Mère froide

S'emparant avec finesse de la dernière pièce du dramaturge britannique Dennis Kelly, Mélanie Leray offre à la comédienne Constance Dollé, un rôle puissant et rare, celui d'une vie.
Par Olivier Frégaville-Gratian d'Amore
le Mardi 12 Février 2019

GIRLSANDBOYS

Un soir, une femme, sorte de Working Girl battante et arriviste, convie quelques amis à un diner, des spectateurs ayant acceptés de monter sur scène. Tenue stricte, chic, coiffure impeccable, elle monopolise l'attention. Drôle, spirituelle, piques qui font mouche, elle conte sa vie, son oeuvre. Le portrait est idyllique. Pourtant, cela sonne faux. Des craquelures apparaissent ça et là, fissurent la belle composition. 

Tout commence par une rencontre amoureuse dans une file d'attente d'aéroport. Un homme devant elle, plutôt commun, rien d'extraordinaire, rembarre avec drôlerie deux mannequins qui tentent de le séduire pour éviter de faire la queue. C'est le coup de foudre immédiat, la passion. Rapidement, ils s'installent ensemble, fondent une famille. La vie est belle, finies les frasques, les coucheries, les beuveries. L'argent coule à flot. Une fille, puis un petit garçon viennent compléter le tableau. 

Derrière le rire, la joie de vivre apparente, sourd déjà le drame. Par petites touches, l'on perçoit un malaise, un mal-être. De temps à autre, elle interrompt son récit pour gronder ses enfants. Ce sont des sortes de mirages. Elle leur parle, les prend dans ses bras, mais on ne les voit pas. Le ton est plus sec, plus autoritaire, moins enjôleur. Elle semble exaspérer par leur présence, leur refus d'obéir, de se soumettre. Elle vitupère avant que son coeur de mère se réveille. La tendresse pointe le bout de son nez. Le geste semble difficile, une faiblesse, comme si elle ne voulait, ne pouvait  pas s'attendrir. 

Comme si de rien n'était, elle reprend sa fable. Elle se souvient de ses succès, de sa boite de prod pour le cinéma qui monte vers les sommets, trace son chemin vers les Oscars. A l'inverse, l'entreprise de son mari décline. Plus rien de semble enrayer la chute. Les tensions affleurent. Le couple parfait serait-il en train d'exploser ? 
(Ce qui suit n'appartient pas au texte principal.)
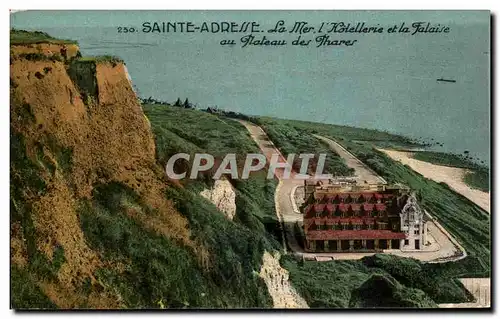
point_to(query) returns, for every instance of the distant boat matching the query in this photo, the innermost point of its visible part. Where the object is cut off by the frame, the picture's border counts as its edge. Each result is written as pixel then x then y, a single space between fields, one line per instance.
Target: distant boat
pixel 446 80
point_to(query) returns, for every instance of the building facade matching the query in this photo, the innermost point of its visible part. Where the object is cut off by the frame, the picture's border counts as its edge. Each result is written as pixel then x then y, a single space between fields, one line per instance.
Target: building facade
pixel 345 216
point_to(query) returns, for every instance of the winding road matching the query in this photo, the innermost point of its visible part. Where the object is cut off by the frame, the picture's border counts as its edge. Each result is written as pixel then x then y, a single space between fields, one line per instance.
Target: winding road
pixel 288 215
Avec une finesse, une intelligence acérée, Mélanie Leray adapte la dernière pièce de Dennis Kelly, un an après, qu'elle ait été montée à Londres avec l'actrice britannique Carey Mullinghan. S'emparant de l'écriture lucide, presque clinique, du dramaturge, fin scrutateur de l'âme humaine, des dérives d'une société qui voue aux gémonies les arrivistes et rejette les perdants, elle sculpte un écrin glaçant autant qu'incandescent pour que résonne terriblement, magnifiquement, la voix de cette femme blessée, de cette mère amputée, de cette conquérante déchue. 

Pour faire vibrer cette confession viscérale, effroyable, intime, ce cri du coeur, ce flot inextinguible de mots qui semble s'échapper de souvenirs qu'on espérait occultés, il fallait toute la virtuosité de Constance Dollé. Femme enfant, femme fatale ou maîtresse femme, elle donne à cet être lumineux, fragile, tendu à l'extrême, une dimension comico-tragique qui saisit et prend aux tripes. Conquis par l'interprétation ciselée de la frêle comédienne, toujours sur le fil du rasoir, le spectateur ressort bouleversé,  sonné, exsangue. Une victoire par  K.O !

Girls and boysde Dennis Kelly. Mise en scène de Mélanie Leray. Avec Constance Dollé. Jusqu'au 2 mars  2019 au théâtre du Petit Saint-Martin, Paris.